Mathematical Biosciences and Engineering (Jan 2023)
Dual-process system based on mixed semantic fusion for Chinese medical knowledge-based question answering
Abstract
Chinese medical knowledge-based question answering (cMed-KBQA) is a vital component of the intelligence question-answering assignment. Its purpose is to enable the model to comprehend questions and then deduce the proper answer from the knowledge base. Previous methods solely considered how questions and knowledge base paths were represented, disregarding their significance. Due to entity and path sparsity, the performance of question and answer cannot be effectively enhanced. To address this challenge, this paper presents a structured methodology for the cMed-KBQA based on the cognitive science dual systems theory by synchronizing an observation stage (System 1) and an expressive reasoning stage (System 2). System 1 learns the question's representation and queries the associated simple path.

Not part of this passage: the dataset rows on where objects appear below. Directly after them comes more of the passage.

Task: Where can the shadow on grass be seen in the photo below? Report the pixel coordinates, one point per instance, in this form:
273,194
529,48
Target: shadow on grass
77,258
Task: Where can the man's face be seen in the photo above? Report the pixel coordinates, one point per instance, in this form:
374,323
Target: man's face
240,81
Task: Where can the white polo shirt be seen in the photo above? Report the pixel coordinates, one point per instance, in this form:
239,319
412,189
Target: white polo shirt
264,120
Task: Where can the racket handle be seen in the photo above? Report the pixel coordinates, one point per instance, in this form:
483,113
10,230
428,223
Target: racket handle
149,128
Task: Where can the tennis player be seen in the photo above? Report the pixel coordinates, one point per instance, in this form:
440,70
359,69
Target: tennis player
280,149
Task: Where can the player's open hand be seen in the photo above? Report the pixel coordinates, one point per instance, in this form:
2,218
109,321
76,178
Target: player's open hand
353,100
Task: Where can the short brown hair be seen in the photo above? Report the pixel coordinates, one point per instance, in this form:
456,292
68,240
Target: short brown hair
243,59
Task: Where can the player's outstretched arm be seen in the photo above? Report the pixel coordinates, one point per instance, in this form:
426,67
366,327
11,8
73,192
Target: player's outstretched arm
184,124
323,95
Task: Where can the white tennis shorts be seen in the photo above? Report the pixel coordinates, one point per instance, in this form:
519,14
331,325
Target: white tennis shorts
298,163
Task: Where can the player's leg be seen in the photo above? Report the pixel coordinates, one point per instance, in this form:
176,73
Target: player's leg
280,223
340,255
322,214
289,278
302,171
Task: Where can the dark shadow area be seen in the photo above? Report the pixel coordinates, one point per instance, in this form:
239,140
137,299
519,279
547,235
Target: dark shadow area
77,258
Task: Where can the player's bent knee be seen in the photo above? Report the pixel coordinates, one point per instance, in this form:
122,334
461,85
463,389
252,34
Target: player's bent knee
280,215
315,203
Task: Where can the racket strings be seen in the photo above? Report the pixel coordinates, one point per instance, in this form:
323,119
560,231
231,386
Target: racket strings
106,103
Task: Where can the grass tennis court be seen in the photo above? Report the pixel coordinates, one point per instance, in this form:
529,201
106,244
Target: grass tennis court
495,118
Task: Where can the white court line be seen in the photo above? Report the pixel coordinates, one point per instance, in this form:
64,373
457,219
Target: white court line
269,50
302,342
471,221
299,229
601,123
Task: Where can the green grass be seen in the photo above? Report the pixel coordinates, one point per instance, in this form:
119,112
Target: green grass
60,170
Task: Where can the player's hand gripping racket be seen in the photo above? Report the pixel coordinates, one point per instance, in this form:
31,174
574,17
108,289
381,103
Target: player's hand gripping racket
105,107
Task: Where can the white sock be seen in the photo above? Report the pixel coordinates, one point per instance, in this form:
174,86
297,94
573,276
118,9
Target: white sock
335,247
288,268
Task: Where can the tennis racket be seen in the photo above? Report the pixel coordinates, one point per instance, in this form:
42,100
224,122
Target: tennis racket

Then System 2 retrieves complicated paths for the question from the knowledge base by using the simple path provided by System 1. Specifically, System 1 is implemented by the entity extraction module, entity linking module, simple path retrieval module, and simple path-matching model. Meanwhile, System 2 is performed by using the complex path retrieval module and complex path-matching model. The public CKBQA2019 and CKBQA2020 datasets were extensively studied to evaluate the suggested technique. Using the metric average F1-score, our model achieved 78.12% on CKBQA2019 and 86.60% on CKBQA2020.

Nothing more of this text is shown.